Anyscale cluster dashboard

Anyscale cluster dashboard

This page provides details on using the Anyscale cluster dashboard for monitoring your Ray cluster nodes in your Anyscale jobs and workspaces.

important

This feature is in beta release.

The Anyscale cluster dashboard persists node details beyond the lifetime of the cluster for offline debugging. It provides a scoped view of metrics and Ray entities per node, which allows you to observe how your Ray workload uses cluster resources. Other Anyscale dashboards link to the cluster dashboard to provide details about a specific node.

Access the cluster dashboard

You can view the cluster dashboard in the Anyscale console for any job or workspace.

Complete the following steps to access the Anyscale cluster dashboard:

  1. Log in to the Anyscale console.
  2. Click Workspaces or Jobs.
  3. Click the name of a workspace or job.
  4. Click Ray Workloads.
  5. Click Cluster. The cluster dashboard appears.
note

By default, the cluster dashboard displays the current running session or most recently terminated session. You can view up to the last ten Ray sessions using the dropdown in the top right corner.

Cluster overview

The Overview tab contains a list of all nodes in a cluster, including dead nodes. You can expand each node row using the expand button on the left to view the live workers running on that node.

The following table describes the fields in the node overview:

FieldDescription
NodeThe name of the node in the format Instance type (truncated_node_id).
StateThe state of the node:
  • ALIVE: Node is alive.
  • DRAINING: Node is alive but starting shutdown processing to terminate.
  • DEAD: Node is dead.
IPThe IP address of the node.
IDThe ID of the node.
CPUThe live CPU utilization of the node.
MemoryThe live memory utilization of the node.
GPUThe live GPU utilization of the node.
GRAMThe live GPU memory utilization of the node.
Object store memoryThe live object store memory utilization of the node.
DiskThe live disk usage of the node.
Network sentThe live network bytes sent per second for the node.
Network receivedThe live network bytes received per second for the node.
DurationThe total duration of the node.

In the case of an ungraceful shutdown, Anyscale may not have captured the end time of the node and this field may be missing.
Start timeThe start time of the node.
End timeThe end time of the node.

In the case of an ungraceful shutdown, Anyscale may not have captured the end time of the node and this field may be missing.
ResourcesThe Ray resources configured for the node.
LabelsThe labels configured for the node.

Worker details

Click the chevron next to a node in the overview to see live workers on the node.
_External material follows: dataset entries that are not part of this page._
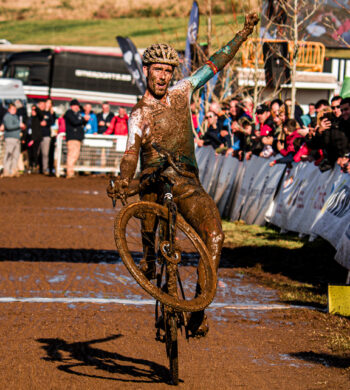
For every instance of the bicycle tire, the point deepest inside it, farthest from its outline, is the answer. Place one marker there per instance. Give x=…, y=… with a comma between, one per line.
x=171, y=346
x=137, y=209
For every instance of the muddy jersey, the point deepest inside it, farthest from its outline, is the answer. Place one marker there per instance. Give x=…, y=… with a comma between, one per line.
x=168, y=122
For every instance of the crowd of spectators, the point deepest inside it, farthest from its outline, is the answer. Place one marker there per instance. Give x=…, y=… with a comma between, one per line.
x=322, y=135
x=30, y=140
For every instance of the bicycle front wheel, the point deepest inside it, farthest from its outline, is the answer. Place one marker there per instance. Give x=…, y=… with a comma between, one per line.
x=132, y=245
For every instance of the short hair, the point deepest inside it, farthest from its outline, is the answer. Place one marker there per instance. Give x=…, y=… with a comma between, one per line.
x=321, y=102
x=345, y=100
x=278, y=101
x=334, y=98
x=291, y=125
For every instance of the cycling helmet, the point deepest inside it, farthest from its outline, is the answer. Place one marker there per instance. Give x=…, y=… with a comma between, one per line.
x=160, y=53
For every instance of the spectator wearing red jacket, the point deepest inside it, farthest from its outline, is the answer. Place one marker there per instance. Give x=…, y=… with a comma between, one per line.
x=119, y=124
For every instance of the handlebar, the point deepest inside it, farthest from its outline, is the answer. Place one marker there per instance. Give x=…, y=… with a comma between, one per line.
x=169, y=157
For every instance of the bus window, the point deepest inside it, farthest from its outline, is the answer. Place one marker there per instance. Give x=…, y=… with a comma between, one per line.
x=21, y=73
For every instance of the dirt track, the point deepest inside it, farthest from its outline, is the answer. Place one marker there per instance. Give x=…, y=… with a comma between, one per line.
x=56, y=242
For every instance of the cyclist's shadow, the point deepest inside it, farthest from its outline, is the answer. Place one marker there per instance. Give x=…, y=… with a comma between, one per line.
x=82, y=355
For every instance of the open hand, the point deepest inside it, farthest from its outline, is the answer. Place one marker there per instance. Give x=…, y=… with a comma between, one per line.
x=251, y=20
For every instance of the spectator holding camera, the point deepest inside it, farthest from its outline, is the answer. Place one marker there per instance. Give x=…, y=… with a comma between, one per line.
x=291, y=145
x=12, y=134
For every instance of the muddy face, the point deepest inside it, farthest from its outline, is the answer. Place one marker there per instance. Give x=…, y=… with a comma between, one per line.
x=158, y=78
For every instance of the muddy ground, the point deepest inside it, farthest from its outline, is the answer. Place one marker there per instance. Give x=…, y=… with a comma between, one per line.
x=72, y=318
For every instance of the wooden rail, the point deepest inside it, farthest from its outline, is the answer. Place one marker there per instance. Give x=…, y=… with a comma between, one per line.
x=310, y=55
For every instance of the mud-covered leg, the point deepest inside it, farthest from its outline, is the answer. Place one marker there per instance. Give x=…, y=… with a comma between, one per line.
x=148, y=228
x=207, y=222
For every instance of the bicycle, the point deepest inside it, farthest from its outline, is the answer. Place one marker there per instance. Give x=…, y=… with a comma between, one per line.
x=172, y=244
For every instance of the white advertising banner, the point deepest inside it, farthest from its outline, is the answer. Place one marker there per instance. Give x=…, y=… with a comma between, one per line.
x=343, y=249
x=252, y=169
x=208, y=166
x=205, y=156
x=317, y=194
x=334, y=218
x=278, y=213
x=267, y=192
x=304, y=182
x=226, y=182
x=215, y=175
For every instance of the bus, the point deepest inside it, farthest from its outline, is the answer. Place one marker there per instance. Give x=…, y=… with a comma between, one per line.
x=89, y=74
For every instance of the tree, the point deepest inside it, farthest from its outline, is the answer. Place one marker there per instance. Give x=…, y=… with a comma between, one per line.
x=289, y=20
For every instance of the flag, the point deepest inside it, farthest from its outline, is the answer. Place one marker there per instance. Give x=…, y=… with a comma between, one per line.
x=133, y=62
x=192, y=33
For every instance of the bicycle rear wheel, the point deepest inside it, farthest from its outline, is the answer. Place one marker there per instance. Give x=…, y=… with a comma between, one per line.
x=190, y=248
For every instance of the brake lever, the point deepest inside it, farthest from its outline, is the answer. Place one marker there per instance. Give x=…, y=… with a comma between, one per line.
x=111, y=182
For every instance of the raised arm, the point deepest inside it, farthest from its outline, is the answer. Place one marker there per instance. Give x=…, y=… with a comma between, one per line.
x=128, y=163
x=223, y=56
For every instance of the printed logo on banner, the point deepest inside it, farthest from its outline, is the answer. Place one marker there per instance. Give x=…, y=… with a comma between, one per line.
x=297, y=195
x=339, y=203
x=320, y=198
x=288, y=182
x=347, y=233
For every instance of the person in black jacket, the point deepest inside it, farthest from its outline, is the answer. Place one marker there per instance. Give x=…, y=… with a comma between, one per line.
x=104, y=118
x=34, y=138
x=75, y=123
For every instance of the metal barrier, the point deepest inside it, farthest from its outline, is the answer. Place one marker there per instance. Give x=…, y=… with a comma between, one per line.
x=310, y=55
x=2, y=150
x=99, y=153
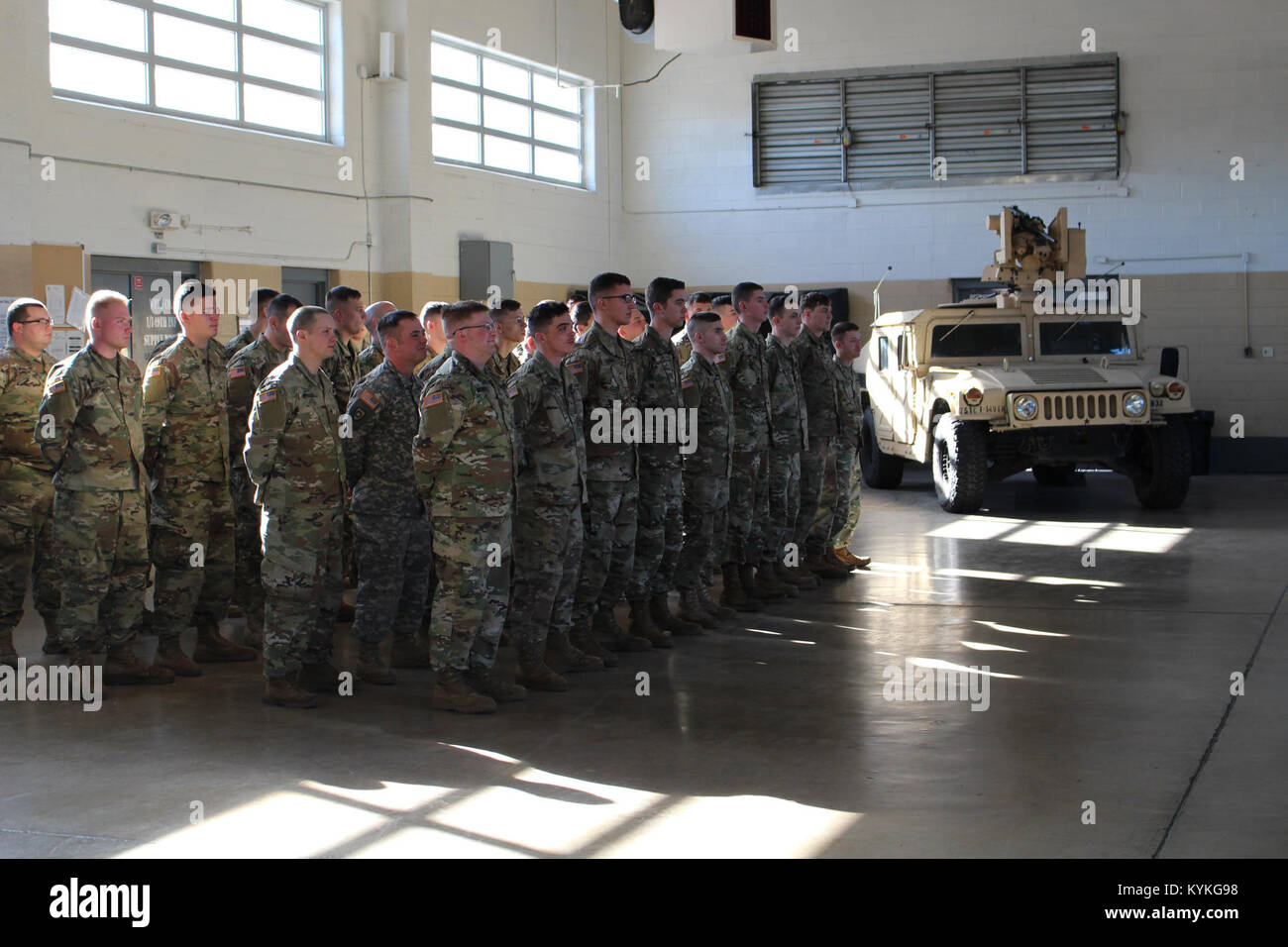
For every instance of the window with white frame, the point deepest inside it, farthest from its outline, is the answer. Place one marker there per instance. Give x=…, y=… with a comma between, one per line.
x=249, y=63
x=507, y=115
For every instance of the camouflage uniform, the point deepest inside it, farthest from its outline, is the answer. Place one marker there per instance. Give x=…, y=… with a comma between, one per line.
x=604, y=371
x=94, y=444
x=389, y=521
x=26, y=491
x=791, y=434
x=465, y=460
x=812, y=363
x=841, y=489
x=246, y=369
x=748, y=483
x=707, y=470
x=185, y=455
x=296, y=463
x=661, y=525
x=552, y=487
The following details are available for workers on live nodes:

FieldDescription
WorkersThe command line or process the Ray worker is running.
StateThe state of the worker:
  • ALIVE: Worker is alive.
  • DEAD: Worker is dead.
PIDThe process ID of the Ray worker process.
IDThe ID of the worker.
CPUThe live CPU utilization of the worker.
MemoryThe live memory utilization of the worker.
GPUThe live GPU utilization of the worker.
GRAMThe live GPU memory utilization of the worker.

Node detail

Click the node name to see detailed information for a single node in the cluster.

The Overview tab repeats the details from the main cluster dashboard list.
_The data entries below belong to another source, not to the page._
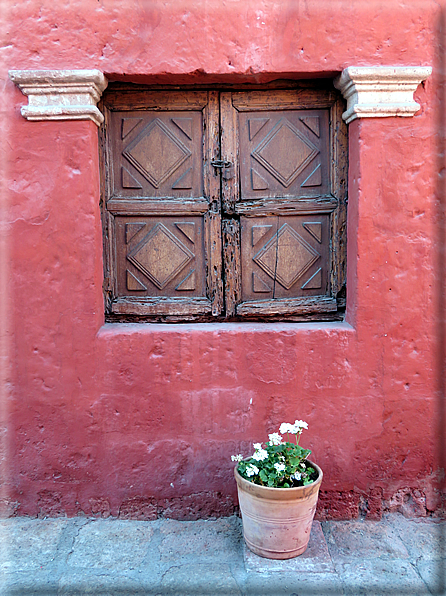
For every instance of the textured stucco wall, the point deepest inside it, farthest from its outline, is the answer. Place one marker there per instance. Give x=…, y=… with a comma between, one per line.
x=138, y=419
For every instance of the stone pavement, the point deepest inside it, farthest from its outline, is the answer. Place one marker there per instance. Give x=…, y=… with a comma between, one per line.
x=168, y=557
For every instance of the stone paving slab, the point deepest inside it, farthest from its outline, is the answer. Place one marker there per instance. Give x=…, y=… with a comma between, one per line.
x=377, y=577
x=111, y=544
x=81, y=556
x=315, y=559
x=361, y=539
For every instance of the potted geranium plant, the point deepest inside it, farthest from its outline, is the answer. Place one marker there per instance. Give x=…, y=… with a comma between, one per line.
x=278, y=492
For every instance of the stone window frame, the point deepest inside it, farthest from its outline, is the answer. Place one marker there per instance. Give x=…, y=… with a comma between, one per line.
x=370, y=92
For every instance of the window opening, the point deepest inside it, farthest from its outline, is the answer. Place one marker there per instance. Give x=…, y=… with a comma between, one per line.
x=224, y=204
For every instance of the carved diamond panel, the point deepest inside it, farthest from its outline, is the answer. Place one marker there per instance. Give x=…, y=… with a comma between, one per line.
x=156, y=153
x=285, y=152
x=160, y=256
x=286, y=256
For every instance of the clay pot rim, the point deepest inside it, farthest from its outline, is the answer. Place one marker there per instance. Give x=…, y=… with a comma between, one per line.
x=277, y=491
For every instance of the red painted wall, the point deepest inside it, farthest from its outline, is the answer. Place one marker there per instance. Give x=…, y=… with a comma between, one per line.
x=134, y=420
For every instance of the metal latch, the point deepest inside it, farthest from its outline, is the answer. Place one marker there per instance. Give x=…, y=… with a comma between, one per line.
x=225, y=166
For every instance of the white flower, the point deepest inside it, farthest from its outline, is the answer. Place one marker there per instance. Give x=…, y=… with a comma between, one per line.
x=251, y=470
x=285, y=428
x=293, y=429
x=260, y=455
x=299, y=425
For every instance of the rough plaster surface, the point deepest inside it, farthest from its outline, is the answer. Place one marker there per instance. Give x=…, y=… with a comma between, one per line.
x=134, y=420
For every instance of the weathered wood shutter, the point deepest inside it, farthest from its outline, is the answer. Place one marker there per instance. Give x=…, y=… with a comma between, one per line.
x=224, y=204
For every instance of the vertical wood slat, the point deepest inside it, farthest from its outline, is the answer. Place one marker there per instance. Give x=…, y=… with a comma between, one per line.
x=232, y=265
x=229, y=150
x=213, y=234
x=339, y=185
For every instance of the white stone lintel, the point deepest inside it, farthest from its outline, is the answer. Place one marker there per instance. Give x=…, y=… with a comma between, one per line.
x=61, y=94
x=380, y=91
The Metrics tab provides a filtered view of the Ray Core metrics dashboard for the node. See New metrics dashboard experience in Ray 2.50.0 and above.

The Workers tab contains the list of live workers running on the node. This tab is only available for live nodes.

The Tasks tab contains a list of all tasks run on the node.

important

The tasks tab provides a filtered view of the tasks dashboard. See Anyscale task dashboard.

Task dashboards require a background system cluster, which has an associated cost. See Task dashboard system cluster.

All limitations and requirements for the task dashboard apply to the task tab. See Requirements and limitations.